The control arrangement of a communication system is the intelligence that acts, generally in response to stimuli such as subscriber requests, to determine the configuration of system resources that is necessary to provide subscribers with desired communication services.
Control arrangements are typically designed to provide a predefined set of communication services within a predefined hardware system. This has the unfortunate consequence that addition of new features to the service capabilities of the control arrangements, or porting of the arrangement from one type of system hardware architecture to another, typically necessitate significant changes to, and often a radical redesign of, the whole control arrangement. For example, the traditional design of control software of a telephone electronic switching system typically requires that major modifications be made to the code of both high level functions (e.g., the call processing subsystem, which determines what to do) and low level functions (e.g., the resource management subsystem, which determines how to do it) either when the control software is being ported from one kind of telephone switching system architecture to another, or when new system fabrics and associated features are being added to the software. This, of course, limits the usefulness, cost effectiveness, and portability of the control software.

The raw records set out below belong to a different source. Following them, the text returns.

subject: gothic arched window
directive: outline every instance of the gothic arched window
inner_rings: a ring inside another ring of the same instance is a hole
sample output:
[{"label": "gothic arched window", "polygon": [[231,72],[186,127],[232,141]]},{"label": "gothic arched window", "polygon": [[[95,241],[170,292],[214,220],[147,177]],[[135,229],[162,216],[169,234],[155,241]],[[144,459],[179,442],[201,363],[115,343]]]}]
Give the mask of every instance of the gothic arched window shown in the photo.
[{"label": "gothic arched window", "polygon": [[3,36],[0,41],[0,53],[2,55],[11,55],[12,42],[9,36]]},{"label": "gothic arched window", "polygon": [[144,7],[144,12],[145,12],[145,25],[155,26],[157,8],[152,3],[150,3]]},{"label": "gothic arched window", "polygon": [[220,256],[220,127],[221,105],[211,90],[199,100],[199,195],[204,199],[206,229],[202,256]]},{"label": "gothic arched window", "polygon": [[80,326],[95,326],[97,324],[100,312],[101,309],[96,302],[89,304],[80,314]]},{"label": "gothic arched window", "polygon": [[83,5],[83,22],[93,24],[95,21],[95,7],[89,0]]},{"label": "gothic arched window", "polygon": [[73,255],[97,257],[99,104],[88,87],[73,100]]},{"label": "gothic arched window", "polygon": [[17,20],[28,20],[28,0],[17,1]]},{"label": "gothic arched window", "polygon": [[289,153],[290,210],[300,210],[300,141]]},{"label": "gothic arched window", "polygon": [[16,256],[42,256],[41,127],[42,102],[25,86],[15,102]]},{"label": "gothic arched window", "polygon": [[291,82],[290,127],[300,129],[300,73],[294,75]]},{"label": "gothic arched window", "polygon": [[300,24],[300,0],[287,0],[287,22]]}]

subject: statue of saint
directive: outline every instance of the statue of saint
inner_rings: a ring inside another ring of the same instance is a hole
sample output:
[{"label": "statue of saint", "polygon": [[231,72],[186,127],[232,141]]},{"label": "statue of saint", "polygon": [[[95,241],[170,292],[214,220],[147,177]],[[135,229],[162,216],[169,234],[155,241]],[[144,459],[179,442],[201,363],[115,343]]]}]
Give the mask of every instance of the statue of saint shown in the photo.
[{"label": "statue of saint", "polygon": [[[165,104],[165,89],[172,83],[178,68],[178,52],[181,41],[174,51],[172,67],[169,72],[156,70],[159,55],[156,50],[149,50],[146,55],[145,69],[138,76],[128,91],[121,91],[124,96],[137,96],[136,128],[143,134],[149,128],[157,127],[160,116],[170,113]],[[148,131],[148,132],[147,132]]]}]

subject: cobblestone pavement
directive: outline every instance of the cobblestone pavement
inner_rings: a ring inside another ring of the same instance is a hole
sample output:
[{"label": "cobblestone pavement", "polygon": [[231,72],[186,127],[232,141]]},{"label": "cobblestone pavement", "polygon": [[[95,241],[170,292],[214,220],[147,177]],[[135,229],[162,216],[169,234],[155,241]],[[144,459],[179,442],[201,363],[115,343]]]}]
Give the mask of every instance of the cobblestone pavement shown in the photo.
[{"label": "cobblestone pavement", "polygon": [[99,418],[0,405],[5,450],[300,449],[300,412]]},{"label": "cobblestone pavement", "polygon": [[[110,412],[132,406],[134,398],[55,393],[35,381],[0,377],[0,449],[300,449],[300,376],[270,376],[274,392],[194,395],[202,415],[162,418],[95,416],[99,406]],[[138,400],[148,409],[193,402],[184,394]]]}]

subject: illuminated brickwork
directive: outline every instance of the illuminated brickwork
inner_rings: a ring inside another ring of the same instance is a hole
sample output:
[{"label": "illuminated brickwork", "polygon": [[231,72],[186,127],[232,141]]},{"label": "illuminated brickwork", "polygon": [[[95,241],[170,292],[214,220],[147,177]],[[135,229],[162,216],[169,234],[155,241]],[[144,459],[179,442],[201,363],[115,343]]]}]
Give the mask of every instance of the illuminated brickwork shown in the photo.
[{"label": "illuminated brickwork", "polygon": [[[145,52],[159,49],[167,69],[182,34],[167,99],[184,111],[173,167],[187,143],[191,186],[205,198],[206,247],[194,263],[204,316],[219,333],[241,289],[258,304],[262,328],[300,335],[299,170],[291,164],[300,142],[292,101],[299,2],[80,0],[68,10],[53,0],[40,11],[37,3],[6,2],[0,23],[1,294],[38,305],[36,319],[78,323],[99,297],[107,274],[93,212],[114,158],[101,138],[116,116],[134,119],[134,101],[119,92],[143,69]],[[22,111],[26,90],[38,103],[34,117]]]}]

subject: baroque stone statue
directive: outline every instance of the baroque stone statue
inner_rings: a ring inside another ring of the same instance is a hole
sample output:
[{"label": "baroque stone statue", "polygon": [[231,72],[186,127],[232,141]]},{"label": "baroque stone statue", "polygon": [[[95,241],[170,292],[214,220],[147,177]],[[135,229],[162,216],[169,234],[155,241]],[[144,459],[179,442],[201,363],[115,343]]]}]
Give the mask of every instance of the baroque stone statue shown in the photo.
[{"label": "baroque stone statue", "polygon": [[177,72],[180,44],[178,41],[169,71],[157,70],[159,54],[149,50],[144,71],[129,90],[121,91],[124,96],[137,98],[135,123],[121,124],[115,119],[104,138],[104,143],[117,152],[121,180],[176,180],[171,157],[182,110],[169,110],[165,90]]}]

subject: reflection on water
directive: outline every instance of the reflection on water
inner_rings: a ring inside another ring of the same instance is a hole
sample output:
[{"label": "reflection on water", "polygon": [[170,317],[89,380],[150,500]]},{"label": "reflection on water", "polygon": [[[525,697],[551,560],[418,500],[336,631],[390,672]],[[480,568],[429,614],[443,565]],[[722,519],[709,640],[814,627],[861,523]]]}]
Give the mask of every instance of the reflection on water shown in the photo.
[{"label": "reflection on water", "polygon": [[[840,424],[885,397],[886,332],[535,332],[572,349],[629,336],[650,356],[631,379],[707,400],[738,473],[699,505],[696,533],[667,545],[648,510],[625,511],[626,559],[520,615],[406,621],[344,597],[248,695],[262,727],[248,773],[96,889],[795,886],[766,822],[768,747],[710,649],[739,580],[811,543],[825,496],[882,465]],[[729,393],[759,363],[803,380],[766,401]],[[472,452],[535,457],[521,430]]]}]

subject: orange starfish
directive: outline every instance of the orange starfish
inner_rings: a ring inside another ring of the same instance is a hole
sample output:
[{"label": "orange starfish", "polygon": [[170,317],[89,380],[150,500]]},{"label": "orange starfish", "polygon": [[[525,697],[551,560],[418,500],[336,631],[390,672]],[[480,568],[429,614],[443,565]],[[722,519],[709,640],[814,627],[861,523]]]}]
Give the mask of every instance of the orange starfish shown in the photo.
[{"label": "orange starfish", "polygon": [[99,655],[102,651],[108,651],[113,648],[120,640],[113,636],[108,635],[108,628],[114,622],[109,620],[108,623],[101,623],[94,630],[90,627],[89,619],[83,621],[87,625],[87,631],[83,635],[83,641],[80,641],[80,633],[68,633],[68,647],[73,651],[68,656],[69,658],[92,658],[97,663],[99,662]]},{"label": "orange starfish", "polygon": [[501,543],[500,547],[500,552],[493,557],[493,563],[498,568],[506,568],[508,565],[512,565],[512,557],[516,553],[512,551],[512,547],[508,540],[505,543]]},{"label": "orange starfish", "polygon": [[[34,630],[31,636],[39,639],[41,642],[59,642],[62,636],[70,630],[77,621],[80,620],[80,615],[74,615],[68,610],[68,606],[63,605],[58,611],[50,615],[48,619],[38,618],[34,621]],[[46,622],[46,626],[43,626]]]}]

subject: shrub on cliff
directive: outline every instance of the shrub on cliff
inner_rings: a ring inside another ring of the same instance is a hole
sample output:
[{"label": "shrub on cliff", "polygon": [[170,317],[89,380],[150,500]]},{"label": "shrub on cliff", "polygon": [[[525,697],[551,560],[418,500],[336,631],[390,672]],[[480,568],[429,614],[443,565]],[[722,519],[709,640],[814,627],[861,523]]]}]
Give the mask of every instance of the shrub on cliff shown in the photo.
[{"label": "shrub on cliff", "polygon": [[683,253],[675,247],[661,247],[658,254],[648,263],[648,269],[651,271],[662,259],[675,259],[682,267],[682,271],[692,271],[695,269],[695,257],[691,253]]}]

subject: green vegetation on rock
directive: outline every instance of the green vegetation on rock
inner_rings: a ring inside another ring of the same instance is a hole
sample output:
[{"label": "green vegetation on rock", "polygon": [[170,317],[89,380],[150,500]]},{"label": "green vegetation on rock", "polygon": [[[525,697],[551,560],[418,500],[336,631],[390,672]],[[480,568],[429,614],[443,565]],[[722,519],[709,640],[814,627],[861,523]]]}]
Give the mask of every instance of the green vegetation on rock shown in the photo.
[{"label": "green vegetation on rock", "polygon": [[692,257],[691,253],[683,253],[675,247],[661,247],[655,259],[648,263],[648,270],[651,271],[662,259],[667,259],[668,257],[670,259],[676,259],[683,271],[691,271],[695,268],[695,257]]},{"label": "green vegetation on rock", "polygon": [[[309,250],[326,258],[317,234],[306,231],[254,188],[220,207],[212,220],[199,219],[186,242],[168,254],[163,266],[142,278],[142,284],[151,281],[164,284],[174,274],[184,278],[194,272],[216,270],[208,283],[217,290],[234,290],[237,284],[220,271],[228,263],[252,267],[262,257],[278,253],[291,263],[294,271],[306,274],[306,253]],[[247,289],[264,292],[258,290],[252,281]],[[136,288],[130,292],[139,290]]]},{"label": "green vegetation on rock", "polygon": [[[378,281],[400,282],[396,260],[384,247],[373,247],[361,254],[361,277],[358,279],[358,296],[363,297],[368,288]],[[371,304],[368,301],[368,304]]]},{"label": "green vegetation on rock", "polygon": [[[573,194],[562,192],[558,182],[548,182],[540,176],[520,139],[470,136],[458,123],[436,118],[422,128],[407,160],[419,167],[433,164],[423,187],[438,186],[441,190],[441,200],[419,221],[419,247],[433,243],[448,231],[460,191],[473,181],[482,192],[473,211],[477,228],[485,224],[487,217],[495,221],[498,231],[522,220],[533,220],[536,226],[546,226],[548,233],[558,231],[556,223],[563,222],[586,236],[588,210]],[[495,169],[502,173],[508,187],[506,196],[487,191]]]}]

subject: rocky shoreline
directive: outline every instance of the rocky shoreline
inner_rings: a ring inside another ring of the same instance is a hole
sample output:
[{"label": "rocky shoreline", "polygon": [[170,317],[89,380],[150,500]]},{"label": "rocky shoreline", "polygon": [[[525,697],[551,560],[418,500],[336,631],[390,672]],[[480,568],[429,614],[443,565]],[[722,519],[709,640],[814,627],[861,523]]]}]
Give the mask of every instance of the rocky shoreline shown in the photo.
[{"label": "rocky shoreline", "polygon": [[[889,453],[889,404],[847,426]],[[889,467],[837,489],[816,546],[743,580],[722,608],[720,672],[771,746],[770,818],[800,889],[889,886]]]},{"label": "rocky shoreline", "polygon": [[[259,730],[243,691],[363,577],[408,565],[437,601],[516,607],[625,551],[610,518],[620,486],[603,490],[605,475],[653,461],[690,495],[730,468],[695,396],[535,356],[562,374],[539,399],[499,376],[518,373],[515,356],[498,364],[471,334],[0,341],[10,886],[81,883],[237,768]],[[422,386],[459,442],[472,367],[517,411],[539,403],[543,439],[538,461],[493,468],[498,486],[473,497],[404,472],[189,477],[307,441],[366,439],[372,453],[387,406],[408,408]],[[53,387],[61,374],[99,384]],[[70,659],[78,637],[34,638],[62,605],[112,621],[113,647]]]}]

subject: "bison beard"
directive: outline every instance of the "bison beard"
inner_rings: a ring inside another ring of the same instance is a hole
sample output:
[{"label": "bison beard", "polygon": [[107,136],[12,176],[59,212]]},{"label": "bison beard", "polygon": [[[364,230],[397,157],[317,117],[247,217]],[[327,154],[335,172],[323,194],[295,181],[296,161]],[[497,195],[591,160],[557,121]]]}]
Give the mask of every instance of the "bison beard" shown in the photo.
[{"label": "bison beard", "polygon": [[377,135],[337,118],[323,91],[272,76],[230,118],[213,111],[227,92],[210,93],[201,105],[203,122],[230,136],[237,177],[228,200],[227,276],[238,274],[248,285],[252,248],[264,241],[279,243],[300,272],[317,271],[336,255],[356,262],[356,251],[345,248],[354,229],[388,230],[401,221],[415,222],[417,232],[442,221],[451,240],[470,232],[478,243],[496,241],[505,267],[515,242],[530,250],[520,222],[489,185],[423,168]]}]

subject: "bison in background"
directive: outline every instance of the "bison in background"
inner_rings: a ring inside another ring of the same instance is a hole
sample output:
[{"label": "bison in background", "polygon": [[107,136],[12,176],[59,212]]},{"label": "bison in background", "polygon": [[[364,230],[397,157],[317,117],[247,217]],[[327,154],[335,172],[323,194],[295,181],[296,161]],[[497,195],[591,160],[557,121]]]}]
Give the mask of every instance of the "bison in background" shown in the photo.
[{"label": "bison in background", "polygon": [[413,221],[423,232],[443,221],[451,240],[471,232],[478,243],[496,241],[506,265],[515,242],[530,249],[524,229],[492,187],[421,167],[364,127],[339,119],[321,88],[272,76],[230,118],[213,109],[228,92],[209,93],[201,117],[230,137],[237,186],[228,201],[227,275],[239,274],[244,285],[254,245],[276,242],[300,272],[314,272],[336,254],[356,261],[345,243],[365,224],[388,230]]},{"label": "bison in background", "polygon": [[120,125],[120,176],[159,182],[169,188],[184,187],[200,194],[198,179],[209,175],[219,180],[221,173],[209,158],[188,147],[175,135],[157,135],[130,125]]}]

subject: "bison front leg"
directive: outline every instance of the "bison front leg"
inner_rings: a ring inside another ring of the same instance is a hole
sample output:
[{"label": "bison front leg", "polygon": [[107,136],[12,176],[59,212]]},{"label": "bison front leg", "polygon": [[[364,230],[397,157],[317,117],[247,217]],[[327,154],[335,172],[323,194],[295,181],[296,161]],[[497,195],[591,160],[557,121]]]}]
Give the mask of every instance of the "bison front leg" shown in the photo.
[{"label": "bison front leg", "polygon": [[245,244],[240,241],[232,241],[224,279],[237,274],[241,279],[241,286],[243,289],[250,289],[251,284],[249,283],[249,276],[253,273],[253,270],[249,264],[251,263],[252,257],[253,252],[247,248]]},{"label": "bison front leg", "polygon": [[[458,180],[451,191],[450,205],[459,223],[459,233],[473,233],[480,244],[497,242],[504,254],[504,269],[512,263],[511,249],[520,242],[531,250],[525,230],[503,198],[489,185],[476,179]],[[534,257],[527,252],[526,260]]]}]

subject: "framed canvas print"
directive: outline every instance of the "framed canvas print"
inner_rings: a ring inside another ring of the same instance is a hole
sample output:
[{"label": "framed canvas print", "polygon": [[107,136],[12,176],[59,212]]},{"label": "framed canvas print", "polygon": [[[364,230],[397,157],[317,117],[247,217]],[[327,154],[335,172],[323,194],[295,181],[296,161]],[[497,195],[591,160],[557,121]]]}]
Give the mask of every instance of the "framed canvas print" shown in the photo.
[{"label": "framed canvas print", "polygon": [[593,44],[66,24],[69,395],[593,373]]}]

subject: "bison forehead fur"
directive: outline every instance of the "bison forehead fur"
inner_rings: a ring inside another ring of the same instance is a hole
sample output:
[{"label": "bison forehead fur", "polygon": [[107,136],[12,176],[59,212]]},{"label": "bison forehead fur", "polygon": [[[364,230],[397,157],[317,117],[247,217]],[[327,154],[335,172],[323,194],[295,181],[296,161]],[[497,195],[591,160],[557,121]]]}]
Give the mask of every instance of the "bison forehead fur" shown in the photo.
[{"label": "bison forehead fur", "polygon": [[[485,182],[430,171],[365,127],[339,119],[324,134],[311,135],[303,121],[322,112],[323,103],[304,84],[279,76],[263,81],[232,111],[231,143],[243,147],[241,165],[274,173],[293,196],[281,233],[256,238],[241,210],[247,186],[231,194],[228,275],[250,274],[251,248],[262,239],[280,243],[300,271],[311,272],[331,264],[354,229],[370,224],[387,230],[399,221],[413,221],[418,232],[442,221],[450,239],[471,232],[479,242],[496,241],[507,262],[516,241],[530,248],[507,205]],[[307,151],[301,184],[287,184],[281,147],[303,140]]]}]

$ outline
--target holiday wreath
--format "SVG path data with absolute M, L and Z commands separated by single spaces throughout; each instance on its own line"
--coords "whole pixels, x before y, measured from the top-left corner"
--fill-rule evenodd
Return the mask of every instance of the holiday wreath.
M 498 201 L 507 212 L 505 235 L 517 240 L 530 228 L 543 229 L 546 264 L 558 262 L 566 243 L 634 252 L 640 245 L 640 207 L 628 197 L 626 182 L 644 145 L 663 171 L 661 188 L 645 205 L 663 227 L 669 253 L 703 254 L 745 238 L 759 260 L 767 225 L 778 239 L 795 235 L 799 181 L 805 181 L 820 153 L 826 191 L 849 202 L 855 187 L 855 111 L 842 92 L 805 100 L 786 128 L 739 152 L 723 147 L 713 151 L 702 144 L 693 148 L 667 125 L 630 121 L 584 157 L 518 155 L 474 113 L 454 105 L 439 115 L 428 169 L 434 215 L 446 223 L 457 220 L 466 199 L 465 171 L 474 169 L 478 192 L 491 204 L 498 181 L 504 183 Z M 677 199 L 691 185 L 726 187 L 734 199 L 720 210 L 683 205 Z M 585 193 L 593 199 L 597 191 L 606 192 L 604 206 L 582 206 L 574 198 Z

The above-described characteristics are disadvantageous to control apparatuses of conventional communication systems; they become even more so to control apparatuses of integrated services digital networks (ISDNs). Such networks seek to provide subscribers with many types of voice, data and, in some instances, video, communication services in integrated form, i.e., via a common network and a common interface to the subscribers. These networks tend to be very complex, and their control apparatuses reflect this complexity. Hence, introduction of modifications to the control apparatuses is itself a complex, difficult, time-consuming, and expensive task. Yet the evolution of ISDN technology is young and their architectures are often changing. Also, the services and service features sought to be provided by the ISDNs are progressively expanding. These changes almost invariably require that modifications be made to the network control arrangements to accommodate these changes. But the traditional design of control arrangements typically fails to localize the necessary modifications, and rather makes their extent pervasive. For example, system hardware architecture changes typically require modifications not only to the resource management portion of the control arrangement which manipulates system hardware in order to provide needed communication connections, but also the call processing portion which determines what connections need to be made. Similarly, subscriber feature additions typically require modifications not only of the callprocessing portion, but of the resource management portion as well. But to have to redesign both of these functional portions of network control with each change in network hardware architecture or subscriber features is overly burdensome.
These considerations have led the art to seek to partition control software arrangements into call processing and resource management subsystems in a manner wherein the call processing subsystem operates on a logical abstraction of the physical communication system (also referred to as a virtual machine), and wherein the resource management subsystem translates and maps control functions requested by call processing for the virtual machine into control functions for the actual physical system. The call processing subsystem has thus been made largely independent of various physical implementations of the communication system, the difference being hidden therefrom by the resource management subsystem. As a result, changes in the system physical implementation have come to require changes in the resource management software, but generally not in the call processing software.
A consequence of this approach is that each different physical system implementation generally has a resource management subsystem associated therewith that is different from the resource management subsystems of other physical implementations. This may pose no difficulty in conventional communication systems that provide all communication services via a common communication fabric, such as telephony electronic switching systems that provide both voice and data communications through the same communication switching fabric over the same communication channels. However, certain communication systems that seek to provide integrated voice, data, and video services provide voice and low-speed data services via one communication fabric and provide video and highspeed data services via a completely separate communication fabric.
Such systems essentially comprise two different parallel physical fabrics, and the art's above-described approach to control arrangement design suggests a separate resource management subsystem for each of these fabrics. This approach has the unfortunate consequence, however, that the call processing systems must be made aware of the existence of the two fabrics, and must determine for each call the fabric that will provide or is providing that call so that call processing control function requests for that call may be sent to the appropriate fabric's resource management subsystem. As a result, the call processing subsystem is no longer independent of the system physical configuration, but must be made aware thereof at least to the extent of knowing how many fabrics there are, what the differences between them are, and what the service requirements of each call type are, so that call processing may determine which fabric is appropriate for each call. The desirable quality of call processing's portability across many different system structures and across an expandable variety of services--which quality depends upon the independence of the call processing subsystem from the physical communication system--is, to a degree, destroyed.